The U.S. Travel Association is sounding the alarm as escalating trade tensions between the United States and Canada threaten to significantly impact the American hospitality industry. Retaliatory measures from Canada, spurred by U.S. tariffs, are prompting Canadians to reconsider their travel plans to the U.S., a move that could result in substantial financial losses and job insecurity within the American tourism sector.
Recent developments have seen Canadian Prime Minister Justin Trudeau publicly suggesting that Canadian citizens should explore domestic travel options instead of visiting the U.S. This statement, broadcast across Canada, directly responds to tariffs imposed by the U.S. on Canadian goods. Echoing this sentiment, British Columbia Premier David Eby further encouraged Canadians to carefully consider where they spend their money, highlighting the U.S.’s intent to inflict economic harm on Canada.

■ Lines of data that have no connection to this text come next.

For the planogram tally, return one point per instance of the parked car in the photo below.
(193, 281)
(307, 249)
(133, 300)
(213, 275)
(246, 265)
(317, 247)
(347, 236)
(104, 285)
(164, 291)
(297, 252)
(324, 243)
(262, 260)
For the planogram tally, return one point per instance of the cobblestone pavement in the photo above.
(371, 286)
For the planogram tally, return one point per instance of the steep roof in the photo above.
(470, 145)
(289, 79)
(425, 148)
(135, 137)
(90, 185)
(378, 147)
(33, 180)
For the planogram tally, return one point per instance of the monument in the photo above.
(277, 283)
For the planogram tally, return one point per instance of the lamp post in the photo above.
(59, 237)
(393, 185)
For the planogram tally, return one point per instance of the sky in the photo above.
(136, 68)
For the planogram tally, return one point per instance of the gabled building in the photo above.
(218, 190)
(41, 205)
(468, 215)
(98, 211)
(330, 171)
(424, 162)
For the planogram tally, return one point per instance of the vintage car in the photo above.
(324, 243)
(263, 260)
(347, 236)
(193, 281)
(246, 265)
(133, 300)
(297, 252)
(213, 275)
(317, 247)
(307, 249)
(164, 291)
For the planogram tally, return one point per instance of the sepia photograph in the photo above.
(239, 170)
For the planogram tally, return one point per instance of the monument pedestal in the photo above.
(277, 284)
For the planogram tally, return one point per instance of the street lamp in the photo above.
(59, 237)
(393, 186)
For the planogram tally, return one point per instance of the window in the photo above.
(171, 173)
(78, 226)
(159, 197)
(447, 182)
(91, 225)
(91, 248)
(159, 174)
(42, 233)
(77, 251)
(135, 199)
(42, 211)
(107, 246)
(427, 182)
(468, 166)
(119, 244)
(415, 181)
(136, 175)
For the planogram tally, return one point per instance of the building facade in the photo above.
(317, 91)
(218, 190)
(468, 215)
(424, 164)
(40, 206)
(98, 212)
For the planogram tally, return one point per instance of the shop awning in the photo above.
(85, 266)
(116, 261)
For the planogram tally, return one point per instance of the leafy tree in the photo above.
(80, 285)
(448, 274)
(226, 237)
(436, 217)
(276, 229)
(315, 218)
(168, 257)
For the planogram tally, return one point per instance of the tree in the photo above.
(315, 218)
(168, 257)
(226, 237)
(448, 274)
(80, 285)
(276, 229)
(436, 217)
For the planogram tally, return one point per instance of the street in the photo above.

These calls for a shift in travel patterns are already manifesting in booking cancellations. Flight Centre, a major Canadian travel agency, reports a noticeable increase in cancellations of U.S. vacations, with some affected trips representing significant investments exceeding $10,000 CAD.
The U.S. Travel Association (USTA) projects that even a modest 10% drop in Canadian tourism could lead to a loss of 2 million visits. This reduction in traveler numbers translates to an estimated $2.1 billion decrease in tourism spending and potentially puts 140,000 jobs at risk within the U.S. hospitality and related industries. States that are typically popular with Canadian tourists, such as Florida, California, Nevada, New York, and Texas, are particularly vulnerable to these declines.
Canadians constitute the largest group of international visitors to the United States. Their impact is especially pronounced in states like Florida, where they represented 38% of all foreign tourists in 2023, according to Visit Florida data. Texas also heavily relies on Canadian tourism, with Canadians being the second-largest international market, contributing $403.3 million in travel expenditure in 2023.
The significant contribution of Canadian tourists to the U.S. economy is underscored by the $20.5 billion spent by 20.4 million Canadian visitors in the U.S. last year, according to the National Travel and Tourism Office. This figure highlights the critical role Canadian tourism plays in the overall health of the American travel and hospitality sectors.
The U.S. Travel Association emphasizes the importance of maintaining strong travel ties between the two nations, urging for resolutions that avoid long-term damage to the tourism economies of both countries. The current trade dispute and its impact on travel serve as a stark reminder of the interconnectedness of the U.S. and Canadian economies, particularly within the vital tourism sector. The association continues to monitor the situation closely, advocating for policies that support and encourage, rather than hinder, international travel.